Securing the rolled flank steak with a combination of butcher’s twine and wooden skewers helps the stuffing and steak hold together as they cook on the grill.
Building a crust on the pinwheels over a hot fire before transferring them to the cooler side of the grill to finish cooking prevents the cheesy filling from leaking out.
Flank steak is one of those cuts of meat that’s custom-built for the grill. When cooked right, it has a mild, beefy flavor and lean texture, with just the right amount of chew when you slice it thinly across the grain. Butterfly that flank steak and stuff it with flavor-packed ingredients like Italian cold cuts, cheeses, and punchy condiments, and you’re really in business. A nice flank steak pinwheel is one of the fastest-cooking and most impressive-looking pieces of meat you can throw on the grill, the kind of thing to pull out when you want to impress the neighbors.
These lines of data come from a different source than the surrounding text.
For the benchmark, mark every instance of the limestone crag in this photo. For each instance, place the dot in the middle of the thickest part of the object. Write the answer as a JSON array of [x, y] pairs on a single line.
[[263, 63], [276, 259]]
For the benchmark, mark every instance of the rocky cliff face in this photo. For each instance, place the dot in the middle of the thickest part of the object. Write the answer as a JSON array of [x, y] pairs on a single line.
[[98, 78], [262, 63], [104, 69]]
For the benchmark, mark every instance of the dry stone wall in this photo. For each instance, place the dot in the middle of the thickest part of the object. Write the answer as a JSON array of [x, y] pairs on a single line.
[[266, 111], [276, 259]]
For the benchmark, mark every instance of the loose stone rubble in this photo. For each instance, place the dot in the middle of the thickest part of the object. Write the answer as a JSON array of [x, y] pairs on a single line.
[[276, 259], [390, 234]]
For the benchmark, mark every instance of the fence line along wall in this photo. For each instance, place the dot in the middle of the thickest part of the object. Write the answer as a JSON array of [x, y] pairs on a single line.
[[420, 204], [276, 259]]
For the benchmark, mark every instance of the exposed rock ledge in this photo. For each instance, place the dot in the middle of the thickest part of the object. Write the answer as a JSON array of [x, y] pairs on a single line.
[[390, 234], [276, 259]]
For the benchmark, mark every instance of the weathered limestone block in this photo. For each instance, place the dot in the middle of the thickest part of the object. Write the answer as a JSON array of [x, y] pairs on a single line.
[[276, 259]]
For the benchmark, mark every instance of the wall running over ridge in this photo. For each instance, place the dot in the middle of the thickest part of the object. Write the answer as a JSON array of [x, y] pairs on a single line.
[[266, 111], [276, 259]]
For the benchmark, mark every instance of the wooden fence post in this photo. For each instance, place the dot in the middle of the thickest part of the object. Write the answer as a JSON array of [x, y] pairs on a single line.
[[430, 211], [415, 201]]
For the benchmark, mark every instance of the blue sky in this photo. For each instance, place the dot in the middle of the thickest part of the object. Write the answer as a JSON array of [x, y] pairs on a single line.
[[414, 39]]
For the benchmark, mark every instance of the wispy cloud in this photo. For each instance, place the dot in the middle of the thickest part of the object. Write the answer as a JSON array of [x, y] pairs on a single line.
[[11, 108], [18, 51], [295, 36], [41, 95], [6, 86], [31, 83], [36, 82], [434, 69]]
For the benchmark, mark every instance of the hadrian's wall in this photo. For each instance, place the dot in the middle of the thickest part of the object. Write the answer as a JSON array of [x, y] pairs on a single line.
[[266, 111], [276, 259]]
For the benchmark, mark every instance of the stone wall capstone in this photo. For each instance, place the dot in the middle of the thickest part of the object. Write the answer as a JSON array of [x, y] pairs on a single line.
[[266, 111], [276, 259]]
Stuffing and grilling a flank steak is not all that difficult, but it does take a bit of know-how to ensure that you butterfly it cleanly and in the right direction (open it up the wrong way and rather than tender slices cut against the grain, you’ll end up with a steak so stringy and tough you’d be better off using it as a doorstop).
Flank steak has long since moved from being an inexpensive economy cut to being one of the most desirable pieces of meat for the grill, costing almost as much as any of the four high-end steaks you should know.
When shopping for flank steak, look for an even, deep red color with a fair amount of fine fat running along the length of the muscles. Poorly butchered flank steak will either have a thin membrane still attached to parts of it, or will have had that membrane removed so aggressively that its surface has been shredded. Look for smoothly textured pieces without nicks or gouges.
A standard whole flank steak can weigh anywhere between two and four pounds. Plan on cooking a pound of flank steak for every three diners, a pound and a half if your friends are as hungry as mine.
Step 1: Trim Your Steak
Trim off any large bits of excess fat and silverskin using a sharp boning knife. Smaller swaths are totally fine. Since we’re going to be rolling the steak into a clean cylinder, square off the edges using your boning knife. The scraps can be saved for another use (like breakfast steak and eggs!).
Arrange the steak so that the grain runs parallel to the front edge of your cutting board.
Step 2: Start Butterflying
Holding your free hand flat against the top of the steak, insert the knife along the trimmed edge of the steak and start slicing horizontally through the middle. The goal is to work the knife through, cutting with the grain, from one side to the other, leaving the back edge intact like the spine of a book.